The playoffs are here and Quincy Forte still has that look.
That give-me-the-ball look, the one Forte has worn all season, through the highs and lows of his senior season at Eastern Washington.
Through the 190-yard effort in September at Montana State, where he injured his shoulder and didn’t play for a month.
Through a heroic effort at Northern Arizona, where Forte rushed for a career-high 219 yards, and two weeks later against Montana, when he struggled to plant on a sprained ankle and left the game after eight carries.
In short, a season of fireworks and frustration, sometimes on the same day.
Forte is listed as questionable for Saturday’s second-round FCS game against the Grizzlies, when his speed and versatility could turn the game Eastern’s way.
“He’s the type of guy that can break a 70-yard run at any moment and break the game open,” Eastern running back coach Kiel McDonald said. “He’s the Energizer Bunny.”
A fast motor
“I just want to compete,” said Forte, whose life has been all of that since he was the youngest of seven brothers in Fairfield, California.
“They challenged me all the time and built my competitive nature,” said Forte, who matured into an all-star running back and safety at Vacaville High School and was recruited in 2011 by Oregon, Nevada and San Diego State – as a defensive back.
“But I’m a running back in my heart,” Forte said.
Only Eastern coach Beau Baldwin agreed with that notion, and Forte caught a plane to Spokane for his official visit.
Suddenly, it was Forte’s turn to look past the surface.
“The first thing I saw when I got off the plane was snow,” Forte said. “But I liked the small-town feel, they all took care of me and I felt right at home.”
Forte found his niche as a true freshman in 2011, playing in all 11 games and gaining 270 yards on 54 carries. Those numbers doubled the following year as the Eagles recommitted to a balanced offense: 126 carries for 592 yards, but Forte was competing against a crowded backfield.
He also was fighting his impatience, a motor that sometimes ran too fast.
“He’s an awesome guy,” fellow running back Mario Brown said. “He’s very energetic, not medium speed – he’s either on or off.”
Going with the flow
Even in the first part of the 2013 season, Forte was third on the depth chart. But finally, the game began to slow down and he found the patience to wait for holes to develop.
“You see where the O-Line is going, where those linebackers are flowing,” Forte said. “I’ve made great strides in that.”
That led to big strides on the field, beginning with a showdown game with Montana State. Forte rushed for 123 yards in 15 carries and two scores in a 54-29 Eagles romp that all but decided the Big Sky title.
The motor cranked up further in last year’s FCS playoffs: 21 carries for 202 yards against South Dakota State, 23 carries for 190 against Jacksonville State.

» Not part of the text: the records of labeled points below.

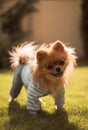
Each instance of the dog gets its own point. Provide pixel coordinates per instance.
(43, 70)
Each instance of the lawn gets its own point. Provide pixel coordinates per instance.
(74, 116)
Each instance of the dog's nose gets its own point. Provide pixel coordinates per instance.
(58, 69)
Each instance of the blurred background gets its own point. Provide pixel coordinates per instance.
(43, 21)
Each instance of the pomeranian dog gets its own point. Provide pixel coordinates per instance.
(43, 70)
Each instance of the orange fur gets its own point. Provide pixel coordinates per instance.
(51, 64)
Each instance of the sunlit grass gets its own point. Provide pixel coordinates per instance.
(75, 116)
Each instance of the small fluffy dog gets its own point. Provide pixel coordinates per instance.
(43, 70)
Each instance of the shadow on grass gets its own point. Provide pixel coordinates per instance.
(20, 119)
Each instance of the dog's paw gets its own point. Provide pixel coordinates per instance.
(33, 112)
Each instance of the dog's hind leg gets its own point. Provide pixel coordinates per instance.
(16, 84)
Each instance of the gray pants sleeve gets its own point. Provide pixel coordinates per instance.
(17, 83)
(60, 98)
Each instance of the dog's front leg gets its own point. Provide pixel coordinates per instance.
(60, 98)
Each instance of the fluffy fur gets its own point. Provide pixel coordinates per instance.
(51, 64)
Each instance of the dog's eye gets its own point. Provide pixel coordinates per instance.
(50, 66)
(61, 62)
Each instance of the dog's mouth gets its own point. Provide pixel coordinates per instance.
(59, 74)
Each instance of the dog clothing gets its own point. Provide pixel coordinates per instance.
(23, 76)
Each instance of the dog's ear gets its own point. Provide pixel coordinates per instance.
(40, 55)
(58, 46)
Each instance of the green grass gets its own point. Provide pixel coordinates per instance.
(74, 117)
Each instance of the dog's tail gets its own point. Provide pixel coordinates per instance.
(22, 54)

By season’s end, Forte had 1,208 yards – eighth most in school history – on 6.74 yards per carry, and 279 receiving yards.
“I’m just relying on my O-Line a lot more,” Forte said. “I’m letting the game come to me. I used to just try to make big plays, but I’ve learned to be patient, and the home runs will come.”
Going the distance
Hobbled or healthy, Forte is looking to the future. He wants to finish strongly at Eastern and play professionally.
“Hopefully on an NFL team – wherever I can fit in,” said Forte, who said he’s spoken with several NFL scouts. “They’ve come around, seen how I’m doing. It’s nice to see folks coming in and checking me out.”
Forte’s future is also tied to his family back in California. That includes his daughter Liliana and her mother, Kaitlin Scott, who live next door to Forte’s mother.
He sorely wanted to play in the Eagles’ game on Sept. 27 at UC Davis but was recovering from the shoulder injury suffered the week before at Montana State.
“That was really tough,” Forte said.